C’est une page de l’histoire du Suriname qui se tourne. Desi Bouterse, l’ancien homme fort de ce petit pays d’Amérique du Sud, est décédé mercredi à l’âge de 79 ans, a annoncé le gouvernement. Depuis sa condamnation en décembre dernier à 20 ans de prison pour le meurtre de 15 opposants en 1982, l’ancien président était en fuite, se cachant pour échapper à la justice.
De la gloire à la disgrâce, retour sur un destin tumultueux
Très populaire dans son pays, Desi Bouterse a connu une trajectoire hors norme. Jeune sergent-major dans l’armée, il prend le pouvoir par un coup d’État en 1980, à seulement 34 ans. Après un bref retrait sous la pression internationale en 1987, il revient aux commandes en 1990 par un nouveau putsch, sans effusion de sang cette fois.

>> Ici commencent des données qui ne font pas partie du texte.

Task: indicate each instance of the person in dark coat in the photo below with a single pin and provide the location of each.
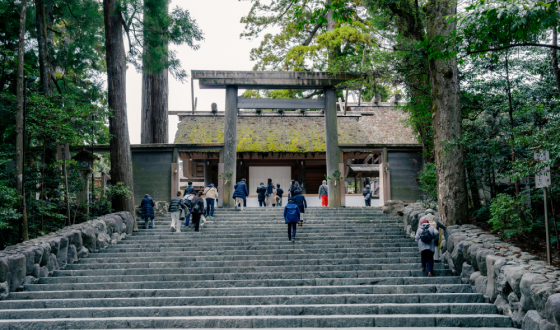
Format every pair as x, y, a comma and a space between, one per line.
189, 190
300, 201
291, 218
367, 195
270, 193
279, 193
240, 194
291, 188
197, 210
261, 192
148, 211
176, 208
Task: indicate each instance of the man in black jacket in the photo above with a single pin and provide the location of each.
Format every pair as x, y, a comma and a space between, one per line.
279, 193
261, 191
175, 207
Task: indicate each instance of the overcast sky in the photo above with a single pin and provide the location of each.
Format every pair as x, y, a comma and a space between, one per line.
222, 49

Il quittera ses fonctions un an plus tard, avant d’être démocratiquement élu président en 2010, un poste qu’il conservera jusqu’en 2020.
Mais derrière les succès politiques, l’ombre des crimes passés n’a cessé de le rattraper. En décembre 2019, il est condamné par contumace à 20 ans de prison pour l’exécution en 1982 de 15 opposants, dont des avocats, des journalistes et des hommes d’affaires. S’il reconnaît avoir entendu des coups de feu ce jour-là, Bouterse nie en avoir donné l’ordre, criant au « procès politique » orchestré par l’ancienne puissance coloniale néerlandaise.
Un chef controversé, adulé et pourchassé
Malgré les zones d’ombre, Desi Bouterse a conservé une immense popularité au Suriname. À l’annonce de sa mort, ses proches et partisans se sont rassemblés devant sa résidence à Paramaribo pour lui rendre un dernier hommage. La dirigeante de son parti politique, le PND, a salué « son courage », son « dévouement inlassable » et « son amour pour le pays ».
Mais hors des frontières, c’est un tout autre visage qui s’affichait. Condamné à 11 ans de prison aux Pays-Bas pour trafic de cocaïne en 1999, il était visé par un mandat d’arrêt international d’Interpol, son immunité de chef d’État le protégeant cependant de l’extradition.
La traque d’un fugitif jusqu’à son dernier souffle
Après de longues années de procédures, sa condamnation pour les meurtres de 1982 est confirmée en appel en janvier 2023. Bien qu’il soit autorisé à purger sa peine dans une cellule médicalisée sur place, Bouterse ne se présentera jamais aux autorités, entrant alors dans une cavale qui ne prendra fin qu’avec son dernier souffle.
Jusqu’au bout, la traque se poursuivra. Il y a à peine 4 jours, la police perquisitionnait encore son domicile et plusieurs autres sites sur la foi de renseignements confidentiels. Mais c’est finalement la mort qui aura eu le dernier mot, emportant avec elle les secrets d’un des dirigeants les plus sulfureux de l’histoire sud-américaine.
Aujourd’hui, au-delà des clivages, c’est tout un pays qui se retrouve orphelin d’une figure tutélaire qui aura profondément marqué son destin, en bien comme en mal. Le président Chan Santokhi a appelé la nation à l’unité et au calme dans ces « jours particuliers », rendant lui aussi hommage, non sans ambiguïté, à la mémoire de cet éternel fuyant.